Remember that chapter 5 concluded with Paul’s defense of the Torah. The Jews’ possession of the Torah made them more aware of God’s will than the Gentiles, and so — ironically — the Jews were guilty of greater sin for their greater knowledge! What’s the solution? Grace abounded. God saved the Jews through faith — if they had faith — despite their greater accountability.
That leads quite naturally to the question of why not sin so that grace may abound, as grace is surely a good thing. I’m not sure it’s so much a question his opponents actually asked as a response to an obvious objection. Paul surely felt the need to explain why grace doesn’t justify license or antinomianism.

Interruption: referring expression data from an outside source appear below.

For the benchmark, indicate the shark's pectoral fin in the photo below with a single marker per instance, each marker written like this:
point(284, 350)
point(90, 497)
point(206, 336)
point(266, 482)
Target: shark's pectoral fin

(Rom. 6:3-5 NET) 3 Or do you not know that as many as were baptized into Christ Jesus were baptized into his death? 4 Therefore we have been buried with him through baptism into death, in order that just as Christ was raised from the dead through the glory of the Father, so we too may live a new life. 5 For if we have become united with him in the likeness of his death, we will certainly also be united in the likeness of his resurrection.
Now, in 1 Cor 10, Paul very explicitly compares Christian baptism to the Israelites’ crossing of the Red Sea to flee slavery in Egypt. It’s hardly that clear in the Rom 6, and yet Wright sees the Exodus account as Paul’s template for chapters 6 – 8.
There are, of course, obvious parallels. The Israelites crossed to “live a new life.” They were united with God at Mt. Sinai. The Red Sea was not only like a burial, it was a literal burial for the Egyptian army that pursued them through the parted sea.
So I wouldn’t deny Wright’s point, but I do struggle to see how Paul would have expected to Romans to pick up on something that is pretty obscure unless you’ve already read 1 Cor 10. You see, to me, it’s not until we get to Paul language about leaving slavery in Rom 6:16 that the Exodus theme becomes evident — and we’ll discuss the slavery metaphor when we get there.